Isn’t it disrespectful to wild animals to imply that we sow and reap them as predictably as farmers sow and reap crops? Game animals are not bales of wheat or bushels of beans that we plant and harvest as mindless fruits and vegetables. They are living beings in a parallel universe to our own, and their superior senses and instincts make them worthy adversaries to those of us who actively participate in the food chain.
Perhaps the term harvest arrived with our put-and-take approach to pen-raised pheasants and hatchery-reared stocked trout. But those bird and fish species could survive in the wild as successfully as ruffed grouse, wild turkeys, black bears, and white-tailed deer given the right habitat and ecology. It wasn’t that many years ago that wild ringnecks roamed Pennsylvania, and wild trout thrive in the state to this day.

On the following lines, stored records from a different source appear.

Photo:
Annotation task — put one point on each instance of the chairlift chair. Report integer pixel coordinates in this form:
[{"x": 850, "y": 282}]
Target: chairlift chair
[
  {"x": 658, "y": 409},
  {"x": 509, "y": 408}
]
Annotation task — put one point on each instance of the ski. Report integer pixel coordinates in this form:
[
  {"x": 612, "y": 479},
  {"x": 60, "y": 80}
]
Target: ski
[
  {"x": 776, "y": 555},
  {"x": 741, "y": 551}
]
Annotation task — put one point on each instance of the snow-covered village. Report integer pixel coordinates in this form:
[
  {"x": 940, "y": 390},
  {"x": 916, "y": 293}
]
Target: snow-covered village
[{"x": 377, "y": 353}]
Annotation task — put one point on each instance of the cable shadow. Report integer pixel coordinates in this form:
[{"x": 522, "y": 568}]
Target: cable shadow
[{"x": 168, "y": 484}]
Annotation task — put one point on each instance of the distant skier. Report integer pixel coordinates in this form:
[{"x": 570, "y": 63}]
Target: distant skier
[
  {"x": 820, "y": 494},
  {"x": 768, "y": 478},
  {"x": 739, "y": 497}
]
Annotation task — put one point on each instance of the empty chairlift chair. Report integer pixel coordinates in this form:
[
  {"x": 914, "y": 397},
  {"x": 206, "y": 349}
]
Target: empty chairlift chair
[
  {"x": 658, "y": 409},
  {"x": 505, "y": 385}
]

I think, instead, that certain terms have gained prominence as euphemisms in a politically-correct society that shuns frank discussion of killing and eating animals. We’re afraid to say “I shot a deer” or “I killed and ate a walleye,” so we use softer words like “harvest.”

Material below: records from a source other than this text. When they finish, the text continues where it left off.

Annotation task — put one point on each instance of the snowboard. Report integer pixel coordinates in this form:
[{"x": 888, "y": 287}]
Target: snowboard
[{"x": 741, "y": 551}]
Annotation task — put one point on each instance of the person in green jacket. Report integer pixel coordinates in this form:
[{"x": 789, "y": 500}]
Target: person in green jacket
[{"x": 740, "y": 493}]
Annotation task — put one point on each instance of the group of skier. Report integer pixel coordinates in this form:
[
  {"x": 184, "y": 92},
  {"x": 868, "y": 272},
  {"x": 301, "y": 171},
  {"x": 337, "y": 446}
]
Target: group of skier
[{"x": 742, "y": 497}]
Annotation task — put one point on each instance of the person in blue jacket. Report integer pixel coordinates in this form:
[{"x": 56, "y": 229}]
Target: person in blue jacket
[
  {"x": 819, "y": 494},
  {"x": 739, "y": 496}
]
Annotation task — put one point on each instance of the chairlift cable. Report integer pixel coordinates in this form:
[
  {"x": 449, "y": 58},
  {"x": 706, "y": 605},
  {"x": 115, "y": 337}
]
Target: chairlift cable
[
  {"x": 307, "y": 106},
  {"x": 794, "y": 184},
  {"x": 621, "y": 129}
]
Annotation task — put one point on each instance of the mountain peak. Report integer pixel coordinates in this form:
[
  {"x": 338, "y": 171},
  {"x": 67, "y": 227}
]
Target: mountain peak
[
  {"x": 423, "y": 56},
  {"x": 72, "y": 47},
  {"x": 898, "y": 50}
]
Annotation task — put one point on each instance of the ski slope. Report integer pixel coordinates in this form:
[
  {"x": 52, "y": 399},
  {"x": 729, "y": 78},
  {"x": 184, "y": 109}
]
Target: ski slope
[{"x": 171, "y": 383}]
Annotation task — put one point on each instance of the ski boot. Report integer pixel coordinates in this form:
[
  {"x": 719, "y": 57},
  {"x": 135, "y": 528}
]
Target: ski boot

I’m not alone in this attitude, by the way. One of our late great American outdoor writers, Edward Abbey, disdained the use of the term “harvest” and wrote of its distastefulness more than 20 years ago. Following is an excerpt from an essay of Abbey’s that appeared in the outdoors anthology A Hunter’s Heart:
“Where did the ugly term ‘harvesting’ come from? To speak of harvesting other living creatures, whether deer or elk or birds or cottontail rabbits, as if they were no more than a crop, exposes the meanest, cruelest, most narrow and homocentric of possible human attitudes toward the life that surrounds us. The word reveals the pervasive influence of utilitarian economics in the modern mind-set; and of all the sciences, economics is the most crude and obtuse as well as dismal. Such doctrine insults and violates both humanity and life, and humanity will be, already is, the victim of it.”

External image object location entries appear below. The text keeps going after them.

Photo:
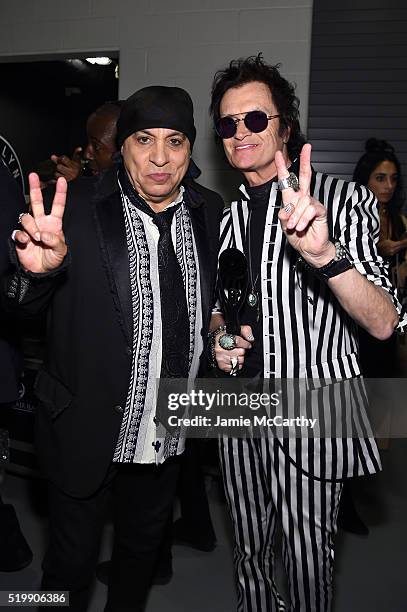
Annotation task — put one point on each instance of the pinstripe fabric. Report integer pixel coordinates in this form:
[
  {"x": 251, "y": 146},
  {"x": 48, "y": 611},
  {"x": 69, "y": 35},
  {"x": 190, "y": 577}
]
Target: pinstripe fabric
[
  {"x": 306, "y": 334},
  {"x": 261, "y": 487}
]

I also don’t like to apply the term “sport” to hunting and fishing, and I don’t believe in outdoors competition. I know this column appears in the sports pages and my editor is the sports editor, and I recognize the fact that outdoors people call themselves sportsmen and sportswomen and their organizations sportsmen’s clubs, but I don’t buy in.
The outdoors is an entire full and rich way of life to me — far more important than the comparatively trivial competitive pastimes of football and golf — and it’s a means of getting away from the pressures of competition in the workplace and the material world. That’s why I don’t support big buck contests or bass tournaments or the Boone and Crockett scoring of “trophy” antlers. I don’t mind catching large trout and shooting big deer as a rewarding but tiny aspect of the overall outdoor experience, but I never want to make a sport of it. I do own one mounted deer head, but I consider it a memento, not a trophy.
A friend of mine, Jim Walker from Cincinnati, owns a speedboat that’s about 18 feet long and one foot tall with an outboard motor the size of a small truck. He uses it to race back and forth across lakes and rivers while vigorously competing in bass tournaments. Last summer I took him fishing for wild trout up in Warren County, where we strolled under the peaceful hemlocks and cast fly lines for brookies in the soothing riffles and quiet pools.
“Isn’t this better,” I asked Jim, “than tearing around a lake in a monster motorboat trying to catch one more big fish than the other guy?”
He looked at me and smiled. “I like to do both,” he said.
I shrugged. To each his own, I guess.